The efforts of chemists during the past few decades have advanced the field of thermal asymmetric synthesis to a great extent [1]. Complex molecules can now be synthesized as single enantiomers. Unfortunately, asymmetric photochemical reactions have not enjoyed the same level of success [2]. In the past, chiral solvents, chiral auxiliaries, circularly polarized light, and chiral sensitizers have been utilized to conduct enantioselective photoreactions. The highest chiral induction achieved by any of these approaches at ambient temperature and pressure has been ~30% (2–10% e.e. is common in photochemical reactions under the above conditions). Crystalline state and solid host-guest assemblies have, on the other hand, provided the most encouraging results [3]. Two approaches have been used to achieve chiral induction in the crystalline state. In one, by the Weizmann Institute Group, the achiral reactant is crystallized into a chiral space group [4]. The limited chances of such crystallization of organic molecules renders this approach less general. In the second approach, due to Scheffer and co-workers [5], an ionic chiral auxiliary is used to effect a chiral environment. This limits the approach to molecules with carboxylic acid groups that form crystallizable salts with chiral amines or vice versa. Yet another successful approach due to Toda and co-workers [6] has made use of organic hosts that contain chiral centers (e.g., deoxycholic acid, cyclodextrin, 1,6-bis (o-chlorophenyl)-1,6-diphenyl-2,4-diyne-1,6-diol,). The success of this approach is limited to guests that can form solid solutions with the host without disturbing the hosts macro-structure. The reactivity of molecules in the crystalline state and in solid host-guest assemblies is controlled by the details of molecular packing. Currently, molecular packing and consequently the chemical reactivity in the crystalline state, can not be reliably predicted [7]. Therefore even after successfully crystallizing a molecule in a chiral space group or complexing a molecule with a chiral host or a chiral auxiliary, there is no guarantee that the guest will react in the crystalline state. Hence, even though crystalline and host-guest assemblies have been very useful in conducting enantioselective photoreactions, their general applicability thus far has been limited.

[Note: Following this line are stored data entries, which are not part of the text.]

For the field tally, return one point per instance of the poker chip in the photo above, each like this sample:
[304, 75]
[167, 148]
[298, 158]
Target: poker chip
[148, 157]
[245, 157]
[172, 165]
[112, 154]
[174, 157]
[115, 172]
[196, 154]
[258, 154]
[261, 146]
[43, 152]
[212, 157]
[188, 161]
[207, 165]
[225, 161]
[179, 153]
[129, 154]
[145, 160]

Controlling chemistry with cations: photochemistry within zeolites

The alkali ions present in the supercages of zeolites X and Y interact with included guest molecules through quadrupolar (cation-pi), and dipolar (cation-carbonyl) interactions. The presence of such interactions can be inferred through solid-state NMR spectra of the guest molecules. Alkali ions, as illustrated in this article, can be exploited to control the photochemical and photophysical behaviors of the guest molecules. For example, molecules that rarely phosphoresce can be induced to do so within heavy cation-exchanged zeolites. The nature (electronic configuration) of the lowest triplet state of carbonyl compounds can be altered with the help of light alkali metal ions. This state switch (n pi*-pi pi*) helps to bring out reactivity that normally remains dormant. Selectivity obtained during the singlet oxygen oxidation of olefins within zeolites illustrates the remarkable control that can be exerted on photoreactions with the help of a confined medium that also has active sites. The reaction cavities of zeolites, like enzymes, are not only well-defined and confined, but also have active sites that closely guide the reactant molecule from start to finish. The examples provided here illustrate that zeolites are far more useful than simple shape-selective catalysts.

Zeolite-coated quartz fibers as media for photochemical and photophysical studies

Zeolite-coated optical fibers are useful as media to carry out asymmetric photochemical reactions and for sensing polyaromatic compounds.